Take the case of Qalqilya. Qalqilya is the westernmost city in the Occupied West Bank (see map), lying close up against the Green Line. Because it controls 55% of the West Bank's most precious resource - water - it is the agricultural heart of the West Bank, and home to 43,000 people . Or at least it used to be.
PM Sharon was reported in April 2004 to have decided that Qalqilya didn't need all those 43,000 residents, and that 15,000 Palestinians in Qalqilia is more than enough. So what do you do with those other 28,000? Bearing in mind that two-thirds of all Qalqilya's income comes from its surrounding farmland, all you need to do is separate the people from the farmland. Easy.
The Wall at Qalqilya is complete, and doesn't run north-south along the Green Line. Instead it runs north, south, east and west around Qalqilya, completely surrounding the residential areas of the town and isolating its people from the rest of the West Bank and, most immediately, from their agricultural land. This is what the route looks like on a map of the Wall in the northern West Bank.
And this is how Qalqilya looks now from the air...
(Attribution)
...and at ground level:
In case you're not sure what you're looking at in the first photograph, the white ribbon around the residential center of Qalqilya is Israel's Wall. The brown areas to the north and south of the town, and outside the wall, are where Qalqilya's water resources and farmland lie, now abandoned, their crops rotting. There is a gate that opens onto the farmland at the northern side of the Wall, but it has never been opened since the Wall was built. The gate on the south side may or may not be opened (at the whim of the soldiers on duty) three times a day for fifteen minutes each time, to allow children to travel to and from school and for farmers to access their fields. Though for most farmers, it really doesn't matter if the gate remains locked: they are not allowed to pass through without a permit, and 60% of Qalqilya's farmers have been arbitrarily refused the permits they need to pass through to their fields on the days when the gate is actually opened.

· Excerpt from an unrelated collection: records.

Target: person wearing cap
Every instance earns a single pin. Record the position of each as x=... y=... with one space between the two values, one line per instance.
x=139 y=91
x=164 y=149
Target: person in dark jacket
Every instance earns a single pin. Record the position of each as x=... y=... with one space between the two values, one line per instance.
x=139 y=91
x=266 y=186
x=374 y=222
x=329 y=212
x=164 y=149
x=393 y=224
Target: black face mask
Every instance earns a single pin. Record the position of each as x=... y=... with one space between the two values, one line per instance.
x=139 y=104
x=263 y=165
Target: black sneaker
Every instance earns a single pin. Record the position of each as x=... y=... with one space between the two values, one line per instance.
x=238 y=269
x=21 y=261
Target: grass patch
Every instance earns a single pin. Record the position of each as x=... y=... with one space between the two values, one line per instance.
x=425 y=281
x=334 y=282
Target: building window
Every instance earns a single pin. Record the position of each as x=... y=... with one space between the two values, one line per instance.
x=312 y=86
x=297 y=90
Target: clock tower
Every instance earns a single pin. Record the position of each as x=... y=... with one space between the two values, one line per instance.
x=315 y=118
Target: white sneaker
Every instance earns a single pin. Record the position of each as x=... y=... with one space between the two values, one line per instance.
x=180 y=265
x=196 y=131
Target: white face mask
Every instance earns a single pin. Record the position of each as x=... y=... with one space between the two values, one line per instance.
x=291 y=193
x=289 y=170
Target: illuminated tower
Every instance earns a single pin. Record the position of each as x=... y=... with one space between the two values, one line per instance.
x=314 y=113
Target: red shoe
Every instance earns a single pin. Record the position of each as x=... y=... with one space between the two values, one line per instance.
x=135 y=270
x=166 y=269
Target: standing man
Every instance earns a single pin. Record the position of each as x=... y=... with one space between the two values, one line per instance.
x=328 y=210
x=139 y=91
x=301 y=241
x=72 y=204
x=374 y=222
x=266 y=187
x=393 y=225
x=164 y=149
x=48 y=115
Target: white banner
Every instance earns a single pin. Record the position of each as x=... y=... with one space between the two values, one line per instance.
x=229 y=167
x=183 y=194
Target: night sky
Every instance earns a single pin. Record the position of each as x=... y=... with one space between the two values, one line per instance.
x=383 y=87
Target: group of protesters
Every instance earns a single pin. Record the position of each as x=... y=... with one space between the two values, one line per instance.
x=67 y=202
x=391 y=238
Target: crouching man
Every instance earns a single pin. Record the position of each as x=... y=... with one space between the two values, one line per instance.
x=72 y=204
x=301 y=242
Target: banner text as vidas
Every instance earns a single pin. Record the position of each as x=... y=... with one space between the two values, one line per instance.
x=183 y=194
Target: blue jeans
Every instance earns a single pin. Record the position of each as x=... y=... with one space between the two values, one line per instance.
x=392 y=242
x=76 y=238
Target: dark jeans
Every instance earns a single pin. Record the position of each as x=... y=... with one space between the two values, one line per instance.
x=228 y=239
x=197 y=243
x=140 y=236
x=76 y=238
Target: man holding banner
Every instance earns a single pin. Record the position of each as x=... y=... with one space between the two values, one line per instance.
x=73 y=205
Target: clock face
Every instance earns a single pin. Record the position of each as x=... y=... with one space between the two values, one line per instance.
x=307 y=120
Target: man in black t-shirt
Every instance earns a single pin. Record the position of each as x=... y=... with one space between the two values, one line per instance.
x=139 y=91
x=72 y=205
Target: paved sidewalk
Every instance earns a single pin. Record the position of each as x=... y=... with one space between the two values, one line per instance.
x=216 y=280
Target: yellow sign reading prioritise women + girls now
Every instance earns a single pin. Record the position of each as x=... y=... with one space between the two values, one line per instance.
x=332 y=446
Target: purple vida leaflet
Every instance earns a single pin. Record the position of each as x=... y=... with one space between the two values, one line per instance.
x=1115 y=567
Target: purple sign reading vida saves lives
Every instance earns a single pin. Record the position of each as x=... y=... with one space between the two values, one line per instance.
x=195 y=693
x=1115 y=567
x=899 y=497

The end result here will be that as the farmers can't reach the fields, Israel will declare them "abandoned". Under Israeli law, Israel then has the right to seize the "abandoned" land for itself. Abdul Karim Ahmad, a farmer from the neighboring (and similarly-enclosed) village of Azzun Atma, explains how this organised theft of Palestinian land proceeds:
The Israelis made a fence around the settlement, then they put in a small gate so we could get to our olive trees. They gave us the key and let us come and go for the first year. Then they changed the lock and put a guard on. But he doesn’t come on the Sabbath and holidays and when he is sick. Then one day he doesn’t come at all and you can’t get to your land. Then they declare you are not working on your land and seize it.-- The Guardian: Villagers Fear Being Forced Out By Being Locked In
Left: Trying to get home from school through the Qalqilya gate, March 2004. Right: Waiting for a soldier to show up at the Qalqilya gate and allow farmers access to their fields (attribution)
Since this section of the Wall was completed in October 2003, Qalqilya's agriculture-based economy has collapsed. Today, the city has 80 per cent unemployment; 80 per cent of families survive on food handouts; and those that have the means to go elsewhere in the West Bank have packed up and left. Four thousand residents of Qalqilya have left the town in the past year; another two thousand heads of families have left home in search of work, leaving their families behind in the city.
Fifteen thousand Palestinians in Qalqilya is more than enough? Six thousand down; 22,000 to go.